Scottish engineer (1936–2023)

Thomas Mutrie Husband FREng (7 July 1936 – 17 August 2023) was a Scottish engineer, and was the Vice-Chancellor of the University of Salford from 1990 to 1997.

==Life and career==
Thomas Mutrie Husband was born in Glasgow on 7 July 1936. He was educated at Shawlands Academy, then went straight from school to a 5-year trade apprenticeship as a marine engine fitter at the Weir Group in Cathcart, Glasgow. On completion and with a Higher National Certificate he was sponsored by Weir to take a sandwich-structured BSc degree in Mechanical Engineering at Strathclyde University. He worked as a manager and project engineer at Weir having graduated in 1961. He left Glasgow to join the multi-national Swedish engineering group ASEA (now ABB) and worked with them in Denmark, Sweden and South Africa. In 1965 he came back to take an MA degree at Strathclyde in Management, then won a UK Government Fellowship to study Management on a 1-year tenure at the University of Chicago.

Husband was then appointed to a Lectureship in Engineering Management at Strathclyde (1967–70), where he also graduated with a PhD degree, before becoming Senior Lecturer and Head of Department of Production Management at the University of Glasgow (1970–73). In 1973 he was appointed Professor of Manufacturing Organisation at Loughborough University. He was next appointed, in 1981, to be Professor of Engineering Manufacture at Imperial College London, and was head of the Department of Mechanical Engineering at Imperial from 1983 to 1990. He also established the Centre for Robotics and Automated Systems at Imperial and was its Director from 1982 to 1990. He was elected as a Fellow of the Royal Academy of Engineering in 1988. He moved to the University of Salford in 1990, serving as Vice-Chancellor until 1997.

During his tenure at Salford he was a Director at the Manchester Royal Exchange Theatre, a Council Member of the Engineering Council, a member of the Manchester Steering Group for the Commonwealth Games and a Trustee of the Granada Foundation.
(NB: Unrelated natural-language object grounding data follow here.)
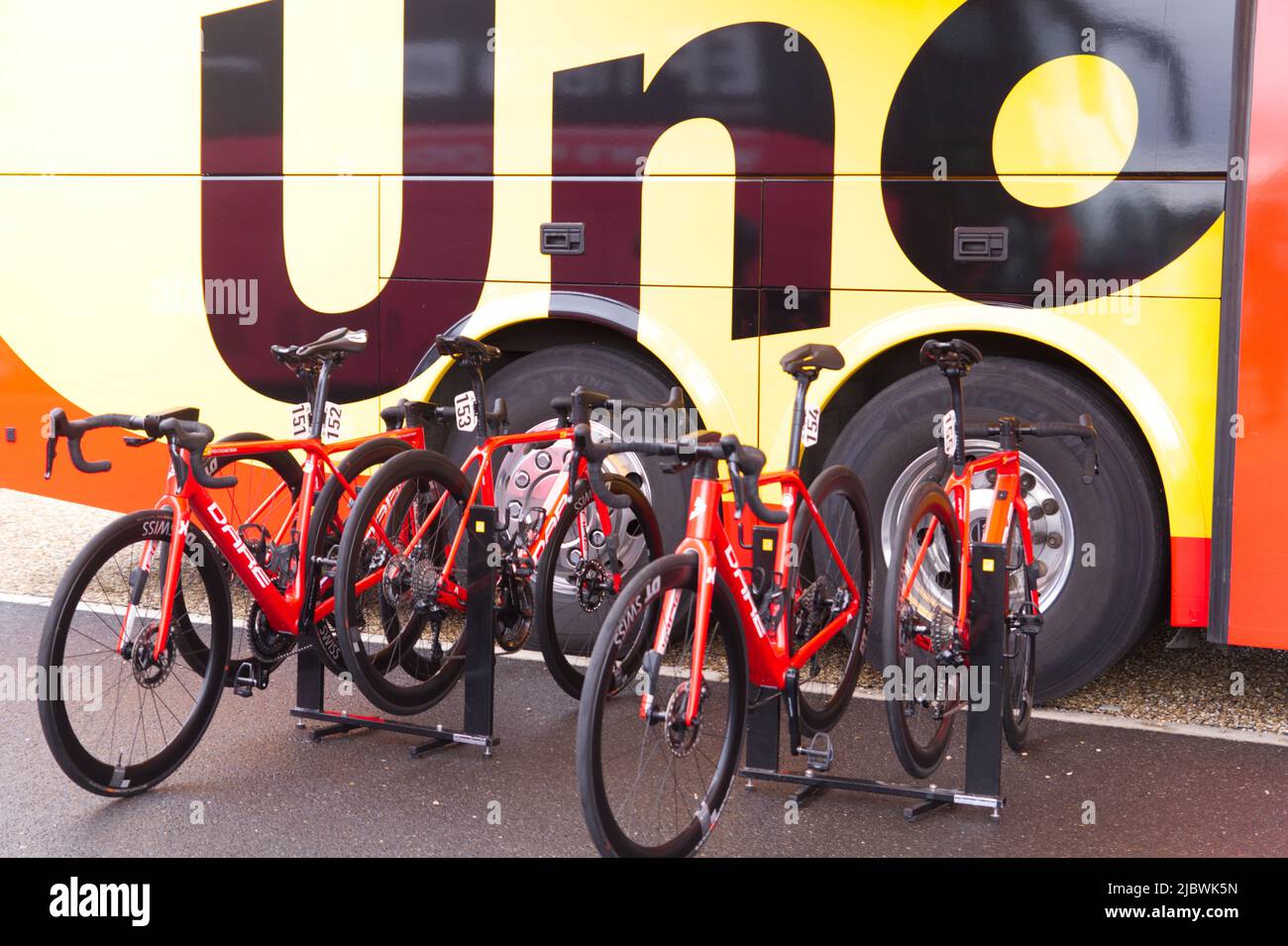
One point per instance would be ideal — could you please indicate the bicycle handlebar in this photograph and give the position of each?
(189, 435)
(1085, 430)
(745, 465)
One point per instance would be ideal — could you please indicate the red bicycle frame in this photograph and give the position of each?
(283, 610)
(1008, 502)
(483, 490)
(707, 537)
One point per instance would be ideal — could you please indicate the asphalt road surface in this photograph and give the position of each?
(267, 789)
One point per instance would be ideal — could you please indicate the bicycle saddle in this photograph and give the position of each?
(810, 360)
(335, 344)
(954, 356)
(467, 351)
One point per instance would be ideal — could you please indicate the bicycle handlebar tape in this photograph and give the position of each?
(745, 467)
(194, 437)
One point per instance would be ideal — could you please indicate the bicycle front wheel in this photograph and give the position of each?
(575, 579)
(117, 717)
(921, 593)
(819, 592)
(398, 637)
(656, 787)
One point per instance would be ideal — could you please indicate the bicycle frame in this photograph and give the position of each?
(706, 537)
(1008, 501)
(284, 611)
(483, 490)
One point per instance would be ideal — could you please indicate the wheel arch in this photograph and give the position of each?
(880, 360)
(529, 322)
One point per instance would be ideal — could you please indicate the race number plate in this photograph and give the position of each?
(467, 411)
(809, 433)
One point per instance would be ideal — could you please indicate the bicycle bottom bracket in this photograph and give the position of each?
(591, 583)
(270, 646)
(150, 671)
(681, 736)
(514, 607)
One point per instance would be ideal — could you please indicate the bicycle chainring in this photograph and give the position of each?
(514, 606)
(591, 580)
(268, 645)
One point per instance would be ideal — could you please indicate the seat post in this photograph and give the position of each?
(480, 387)
(954, 382)
(320, 394)
(794, 450)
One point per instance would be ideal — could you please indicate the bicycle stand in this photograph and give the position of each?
(480, 663)
(983, 726)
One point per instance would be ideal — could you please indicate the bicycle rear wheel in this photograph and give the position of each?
(819, 592)
(656, 788)
(402, 644)
(575, 579)
(117, 717)
(921, 593)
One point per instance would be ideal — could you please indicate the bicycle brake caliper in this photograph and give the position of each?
(652, 666)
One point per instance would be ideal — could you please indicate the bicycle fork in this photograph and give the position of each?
(168, 584)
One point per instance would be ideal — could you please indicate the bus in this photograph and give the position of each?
(636, 194)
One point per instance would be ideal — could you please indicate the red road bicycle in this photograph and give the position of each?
(561, 555)
(928, 581)
(137, 645)
(656, 773)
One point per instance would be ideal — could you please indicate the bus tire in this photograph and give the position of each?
(1113, 569)
(529, 382)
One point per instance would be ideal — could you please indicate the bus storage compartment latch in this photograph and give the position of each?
(979, 244)
(563, 240)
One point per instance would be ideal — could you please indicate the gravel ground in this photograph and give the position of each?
(1153, 683)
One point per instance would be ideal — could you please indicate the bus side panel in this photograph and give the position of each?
(1258, 559)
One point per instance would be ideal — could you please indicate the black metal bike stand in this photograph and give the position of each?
(480, 663)
(983, 726)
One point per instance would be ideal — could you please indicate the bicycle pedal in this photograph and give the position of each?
(244, 684)
(1029, 624)
(819, 757)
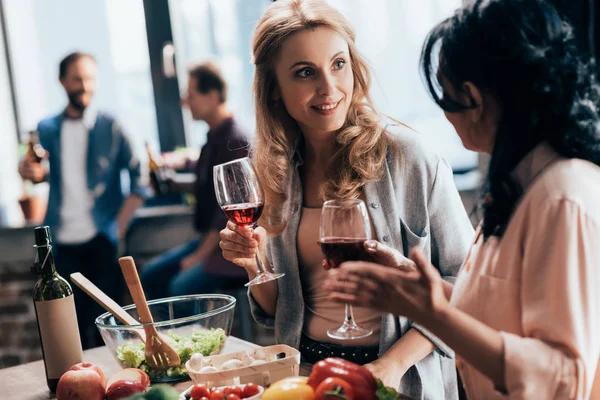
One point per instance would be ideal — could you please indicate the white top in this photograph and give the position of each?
(76, 223)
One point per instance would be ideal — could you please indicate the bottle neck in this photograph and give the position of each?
(44, 262)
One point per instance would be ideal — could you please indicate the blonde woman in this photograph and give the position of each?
(319, 137)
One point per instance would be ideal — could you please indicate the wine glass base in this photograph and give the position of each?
(349, 331)
(263, 278)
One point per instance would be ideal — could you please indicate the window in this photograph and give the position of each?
(389, 33)
(42, 32)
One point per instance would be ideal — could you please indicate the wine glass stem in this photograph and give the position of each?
(349, 315)
(259, 263)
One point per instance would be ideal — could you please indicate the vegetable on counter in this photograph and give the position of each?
(158, 392)
(359, 378)
(293, 388)
(338, 379)
(204, 342)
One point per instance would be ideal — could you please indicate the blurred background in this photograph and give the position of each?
(143, 49)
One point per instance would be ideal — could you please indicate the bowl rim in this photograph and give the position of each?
(227, 307)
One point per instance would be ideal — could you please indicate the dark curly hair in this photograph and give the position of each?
(524, 55)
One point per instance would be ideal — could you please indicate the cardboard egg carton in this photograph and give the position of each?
(280, 361)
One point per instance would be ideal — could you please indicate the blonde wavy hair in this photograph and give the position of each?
(361, 144)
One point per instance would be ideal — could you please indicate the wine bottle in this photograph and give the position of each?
(158, 179)
(55, 312)
(34, 149)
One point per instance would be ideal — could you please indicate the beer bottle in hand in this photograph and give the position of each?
(158, 175)
(55, 312)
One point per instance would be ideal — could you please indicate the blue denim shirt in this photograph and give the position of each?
(109, 152)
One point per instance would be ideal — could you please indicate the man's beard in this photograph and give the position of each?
(74, 100)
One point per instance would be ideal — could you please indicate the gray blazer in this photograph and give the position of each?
(415, 203)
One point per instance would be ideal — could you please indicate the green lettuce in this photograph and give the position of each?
(204, 342)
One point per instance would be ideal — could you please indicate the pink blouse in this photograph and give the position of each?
(539, 285)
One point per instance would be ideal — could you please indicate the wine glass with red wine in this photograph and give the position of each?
(345, 226)
(240, 196)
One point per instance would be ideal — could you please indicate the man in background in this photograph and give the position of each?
(87, 210)
(198, 266)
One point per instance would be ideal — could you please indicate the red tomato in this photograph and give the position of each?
(233, 390)
(199, 391)
(251, 389)
(217, 394)
(333, 388)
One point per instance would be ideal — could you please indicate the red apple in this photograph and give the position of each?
(83, 384)
(129, 374)
(123, 389)
(86, 365)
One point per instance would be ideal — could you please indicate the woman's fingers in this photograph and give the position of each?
(227, 235)
(423, 265)
(240, 230)
(237, 248)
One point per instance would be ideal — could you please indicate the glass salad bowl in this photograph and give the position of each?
(190, 324)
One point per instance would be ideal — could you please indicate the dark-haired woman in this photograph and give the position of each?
(524, 315)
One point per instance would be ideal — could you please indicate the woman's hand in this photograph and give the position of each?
(389, 371)
(239, 245)
(417, 294)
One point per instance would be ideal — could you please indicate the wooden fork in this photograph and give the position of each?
(159, 354)
(109, 304)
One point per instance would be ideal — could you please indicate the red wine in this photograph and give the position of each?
(243, 214)
(338, 250)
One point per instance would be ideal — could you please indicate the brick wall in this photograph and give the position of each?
(150, 235)
(19, 338)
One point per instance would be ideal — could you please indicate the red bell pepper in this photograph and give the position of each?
(360, 378)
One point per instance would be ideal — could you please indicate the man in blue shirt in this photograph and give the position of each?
(87, 209)
(199, 266)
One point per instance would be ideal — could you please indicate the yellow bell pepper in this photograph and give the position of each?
(293, 388)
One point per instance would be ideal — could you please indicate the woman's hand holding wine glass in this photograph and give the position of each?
(345, 226)
(240, 196)
(240, 244)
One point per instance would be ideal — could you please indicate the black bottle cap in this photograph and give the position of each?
(42, 235)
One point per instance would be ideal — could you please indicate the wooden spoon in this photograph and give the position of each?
(159, 354)
(109, 304)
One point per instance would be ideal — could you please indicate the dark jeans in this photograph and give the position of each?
(163, 276)
(312, 352)
(97, 260)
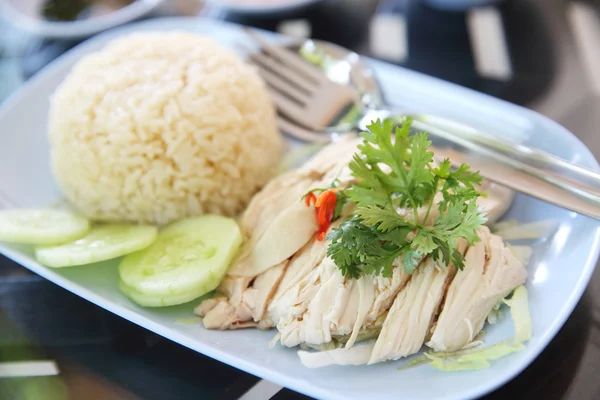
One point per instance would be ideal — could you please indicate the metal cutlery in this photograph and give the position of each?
(315, 108)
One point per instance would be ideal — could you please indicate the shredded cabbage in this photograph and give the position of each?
(356, 355)
(522, 253)
(480, 358)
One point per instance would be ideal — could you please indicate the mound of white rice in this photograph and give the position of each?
(160, 126)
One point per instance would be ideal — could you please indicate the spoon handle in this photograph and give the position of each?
(497, 166)
(533, 157)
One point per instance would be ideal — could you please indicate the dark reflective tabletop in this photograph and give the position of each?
(548, 46)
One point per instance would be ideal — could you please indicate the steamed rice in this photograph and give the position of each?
(160, 126)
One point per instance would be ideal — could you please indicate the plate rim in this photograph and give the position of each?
(286, 380)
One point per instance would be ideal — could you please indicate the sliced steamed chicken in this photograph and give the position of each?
(275, 226)
(491, 272)
(284, 279)
(407, 324)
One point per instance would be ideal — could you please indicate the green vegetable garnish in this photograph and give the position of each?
(399, 173)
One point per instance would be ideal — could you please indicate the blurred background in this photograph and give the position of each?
(541, 54)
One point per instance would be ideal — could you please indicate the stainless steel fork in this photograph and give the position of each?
(308, 101)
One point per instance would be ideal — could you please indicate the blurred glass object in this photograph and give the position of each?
(460, 5)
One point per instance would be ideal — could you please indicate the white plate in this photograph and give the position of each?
(559, 271)
(256, 7)
(26, 15)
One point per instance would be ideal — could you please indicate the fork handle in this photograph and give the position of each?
(546, 185)
(533, 157)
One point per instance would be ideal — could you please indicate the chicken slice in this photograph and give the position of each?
(407, 323)
(491, 272)
(228, 310)
(264, 287)
(277, 223)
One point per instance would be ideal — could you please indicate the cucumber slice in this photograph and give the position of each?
(188, 260)
(102, 243)
(41, 226)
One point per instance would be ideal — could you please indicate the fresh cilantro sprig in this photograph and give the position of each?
(395, 171)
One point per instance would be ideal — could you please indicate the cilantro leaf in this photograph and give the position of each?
(395, 170)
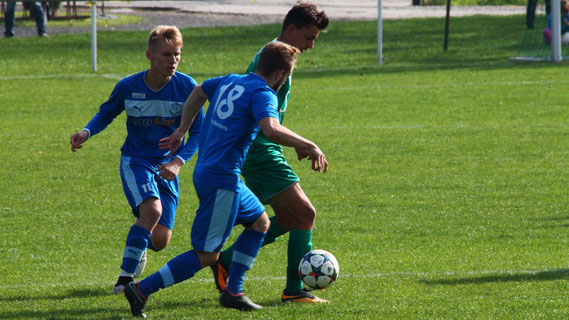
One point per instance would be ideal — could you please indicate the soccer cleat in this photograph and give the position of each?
(136, 300)
(121, 284)
(302, 296)
(220, 276)
(141, 265)
(239, 302)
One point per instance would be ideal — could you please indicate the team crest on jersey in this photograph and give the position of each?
(175, 108)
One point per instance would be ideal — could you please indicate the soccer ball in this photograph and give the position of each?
(318, 269)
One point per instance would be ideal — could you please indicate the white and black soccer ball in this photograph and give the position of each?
(318, 269)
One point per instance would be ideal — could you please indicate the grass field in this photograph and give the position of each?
(445, 197)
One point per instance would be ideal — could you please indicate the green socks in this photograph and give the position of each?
(273, 233)
(299, 244)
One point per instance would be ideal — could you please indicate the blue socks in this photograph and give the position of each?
(246, 249)
(176, 270)
(136, 243)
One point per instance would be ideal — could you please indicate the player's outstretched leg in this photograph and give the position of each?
(136, 300)
(293, 204)
(141, 265)
(136, 244)
(220, 276)
(221, 268)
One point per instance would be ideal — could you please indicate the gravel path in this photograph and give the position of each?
(211, 13)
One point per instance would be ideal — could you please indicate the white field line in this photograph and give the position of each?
(394, 274)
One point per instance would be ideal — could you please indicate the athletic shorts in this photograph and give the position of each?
(268, 174)
(219, 211)
(140, 181)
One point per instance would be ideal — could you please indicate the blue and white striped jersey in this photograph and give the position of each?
(151, 116)
(237, 104)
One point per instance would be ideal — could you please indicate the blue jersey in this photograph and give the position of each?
(237, 104)
(151, 116)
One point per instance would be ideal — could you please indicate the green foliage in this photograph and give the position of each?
(445, 197)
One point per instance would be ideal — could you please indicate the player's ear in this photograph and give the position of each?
(291, 29)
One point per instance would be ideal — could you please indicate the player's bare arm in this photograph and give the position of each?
(282, 135)
(192, 106)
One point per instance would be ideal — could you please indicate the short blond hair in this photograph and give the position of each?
(171, 34)
(277, 56)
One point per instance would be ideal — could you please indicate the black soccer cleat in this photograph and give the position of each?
(239, 302)
(121, 284)
(136, 300)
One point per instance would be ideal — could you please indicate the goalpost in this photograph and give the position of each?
(533, 47)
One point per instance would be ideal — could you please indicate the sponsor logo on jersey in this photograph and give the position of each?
(175, 108)
(148, 122)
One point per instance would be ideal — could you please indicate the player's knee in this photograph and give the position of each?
(262, 223)
(207, 258)
(308, 214)
(159, 243)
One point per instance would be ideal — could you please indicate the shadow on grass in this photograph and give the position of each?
(79, 293)
(547, 275)
(54, 309)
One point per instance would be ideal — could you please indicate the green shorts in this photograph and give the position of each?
(266, 172)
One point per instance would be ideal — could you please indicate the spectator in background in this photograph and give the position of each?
(10, 18)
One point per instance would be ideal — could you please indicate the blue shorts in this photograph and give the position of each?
(140, 181)
(219, 211)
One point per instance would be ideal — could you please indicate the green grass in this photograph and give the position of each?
(445, 197)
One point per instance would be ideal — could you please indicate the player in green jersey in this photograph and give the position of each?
(271, 178)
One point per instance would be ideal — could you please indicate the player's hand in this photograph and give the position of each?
(302, 153)
(172, 142)
(170, 170)
(77, 140)
(319, 162)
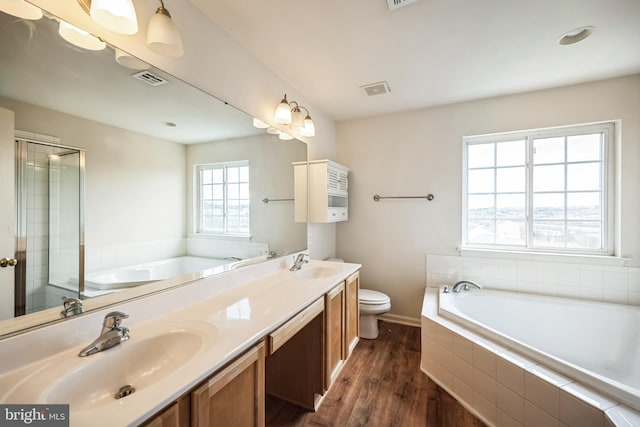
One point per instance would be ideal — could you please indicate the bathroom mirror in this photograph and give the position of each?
(143, 132)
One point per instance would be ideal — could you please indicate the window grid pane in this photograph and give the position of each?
(562, 187)
(224, 199)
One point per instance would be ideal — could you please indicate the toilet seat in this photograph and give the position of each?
(371, 297)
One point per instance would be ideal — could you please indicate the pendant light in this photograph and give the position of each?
(163, 35)
(21, 9)
(80, 38)
(118, 16)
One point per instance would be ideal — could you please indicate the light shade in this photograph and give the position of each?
(297, 119)
(129, 61)
(80, 38)
(163, 36)
(283, 112)
(285, 136)
(20, 9)
(309, 128)
(118, 16)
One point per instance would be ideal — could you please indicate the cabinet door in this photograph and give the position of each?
(294, 367)
(233, 397)
(176, 415)
(334, 308)
(352, 313)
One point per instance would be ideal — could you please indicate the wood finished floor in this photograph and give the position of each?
(381, 385)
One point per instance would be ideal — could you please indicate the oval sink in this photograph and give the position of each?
(135, 363)
(316, 272)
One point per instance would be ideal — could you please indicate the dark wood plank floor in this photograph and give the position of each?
(381, 385)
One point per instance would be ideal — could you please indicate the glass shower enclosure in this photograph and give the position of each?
(50, 225)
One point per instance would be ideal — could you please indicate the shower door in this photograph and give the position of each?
(50, 237)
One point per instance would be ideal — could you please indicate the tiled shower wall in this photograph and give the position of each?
(37, 228)
(582, 281)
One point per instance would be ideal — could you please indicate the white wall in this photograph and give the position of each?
(135, 186)
(271, 176)
(420, 152)
(218, 65)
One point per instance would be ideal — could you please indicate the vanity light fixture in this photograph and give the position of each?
(118, 16)
(80, 38)
(288, 113)
(163, 35)
(21, 9)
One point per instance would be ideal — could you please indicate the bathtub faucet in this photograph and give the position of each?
(112, 334)
(464, 285)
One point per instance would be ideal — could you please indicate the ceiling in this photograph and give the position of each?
(431, 52)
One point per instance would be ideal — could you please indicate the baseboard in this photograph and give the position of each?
(403, 320)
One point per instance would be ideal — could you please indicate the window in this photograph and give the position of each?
(223, 198)
(542, 190)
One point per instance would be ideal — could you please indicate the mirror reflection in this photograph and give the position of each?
(126, 175)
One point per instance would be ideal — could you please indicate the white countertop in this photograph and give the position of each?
(233, 311)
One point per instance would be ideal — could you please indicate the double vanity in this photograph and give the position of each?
(203, 354)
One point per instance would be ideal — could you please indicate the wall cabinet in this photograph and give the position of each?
(321, 191)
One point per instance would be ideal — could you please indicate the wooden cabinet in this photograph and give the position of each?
(335, 327)
(294, 365)
(321, 186)
(234, 396)
(176, 415)
(352, 313)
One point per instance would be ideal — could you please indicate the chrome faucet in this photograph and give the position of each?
(71, 307)
(112, 334)
(297, 263)
(464, 285)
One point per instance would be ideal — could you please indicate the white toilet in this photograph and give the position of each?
(372, 303)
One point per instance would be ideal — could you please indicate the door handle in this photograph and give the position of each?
(8, 262)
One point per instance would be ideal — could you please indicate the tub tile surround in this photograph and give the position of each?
(269, 291)
(620, 285)
(504, 388)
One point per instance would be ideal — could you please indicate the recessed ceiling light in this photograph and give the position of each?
(576, 35)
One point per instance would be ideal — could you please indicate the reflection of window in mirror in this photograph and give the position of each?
(223, 198)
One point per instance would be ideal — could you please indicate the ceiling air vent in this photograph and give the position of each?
(395, 4)
(376, 88)
(149, 78)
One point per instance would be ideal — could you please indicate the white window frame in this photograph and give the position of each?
(198, 201)
(608, 187)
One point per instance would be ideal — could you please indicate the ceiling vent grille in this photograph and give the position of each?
(396, 4)
(376, 88)
(149, 78)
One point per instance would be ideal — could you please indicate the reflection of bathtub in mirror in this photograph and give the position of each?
(105, 281)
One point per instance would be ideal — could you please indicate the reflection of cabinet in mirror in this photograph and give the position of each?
(326, 191)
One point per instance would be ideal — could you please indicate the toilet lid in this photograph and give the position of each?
(369, 296)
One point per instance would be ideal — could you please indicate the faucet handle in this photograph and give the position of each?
(113, 319)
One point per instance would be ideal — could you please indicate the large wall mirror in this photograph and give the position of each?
(109, 154)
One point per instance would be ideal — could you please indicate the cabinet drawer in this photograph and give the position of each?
(277, 338)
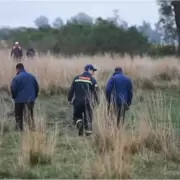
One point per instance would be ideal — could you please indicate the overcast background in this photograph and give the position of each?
(23, 13)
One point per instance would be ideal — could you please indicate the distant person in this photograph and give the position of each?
(24, 89)
(30, 53)
(17, 52)
(84, 91)
(119, 94)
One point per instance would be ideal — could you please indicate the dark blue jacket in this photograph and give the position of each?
(85, 89)
(119, 89)
(24, 87)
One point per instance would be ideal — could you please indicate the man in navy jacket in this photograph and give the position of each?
(119, 93)
(24, 89)
(84, 91)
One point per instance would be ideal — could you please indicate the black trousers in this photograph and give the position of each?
(119, 111)
(24, 112)
(84, 112)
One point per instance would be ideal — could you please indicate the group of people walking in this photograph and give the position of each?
(83, 95)
(17, 52)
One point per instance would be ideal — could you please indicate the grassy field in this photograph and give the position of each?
(147, 147)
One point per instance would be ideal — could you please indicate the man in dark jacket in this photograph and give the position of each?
(24, 89)
(30, 52)
(119, 93)
(17, 52)
(84, 88)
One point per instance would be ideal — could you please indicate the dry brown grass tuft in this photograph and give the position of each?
(55, 74)
(37, 147)
(113, 149)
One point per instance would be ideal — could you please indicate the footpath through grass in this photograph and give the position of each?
(71, 151)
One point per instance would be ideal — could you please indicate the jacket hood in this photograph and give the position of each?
(117, 72)
(86, 73)
(22, 70)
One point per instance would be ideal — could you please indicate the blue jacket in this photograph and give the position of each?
(24, 87)
(119, 89)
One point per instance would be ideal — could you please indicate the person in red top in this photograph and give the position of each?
(17, 52)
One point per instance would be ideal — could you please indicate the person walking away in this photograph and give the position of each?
(24, 89)
(30, 53)
(84, 90)
(119, 94)
(17, 52)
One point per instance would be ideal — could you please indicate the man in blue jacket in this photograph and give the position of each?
(119, 93)
(84, 93)
(24, 89)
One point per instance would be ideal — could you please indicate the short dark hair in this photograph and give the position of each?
(19, 66)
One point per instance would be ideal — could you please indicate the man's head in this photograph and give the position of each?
(19, 67)
(90, 68)
(118, 69)
(16, 43)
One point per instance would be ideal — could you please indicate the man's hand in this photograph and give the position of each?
(69, 103)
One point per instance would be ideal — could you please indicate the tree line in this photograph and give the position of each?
(83, 35)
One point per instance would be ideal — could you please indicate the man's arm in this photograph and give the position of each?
(13, 88)
(109, 87)
(12, 51)
(130, 93)
(36, 86)
(71, 91)
(95, 90)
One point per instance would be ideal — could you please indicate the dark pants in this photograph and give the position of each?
(24, 111)
(120, 112)
(17, 59)
(83, 112)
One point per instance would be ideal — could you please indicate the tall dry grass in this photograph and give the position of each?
(37, 147)
(53, 73)
(113, 149)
He was awarded an honorary doctorate by the University of Manchester in 1990.

After his retirement from Salford he took on a range of roles including Chairman of the East and North Hertfordshire NHS Trust, Chairman of UKERNA, an expert adviser to the Swedish Government on their Nutek Programme and membership of the Governing Body of Bournemouth University.

Tom Husband died in Dorset on 17 August 2023, at the age of 87.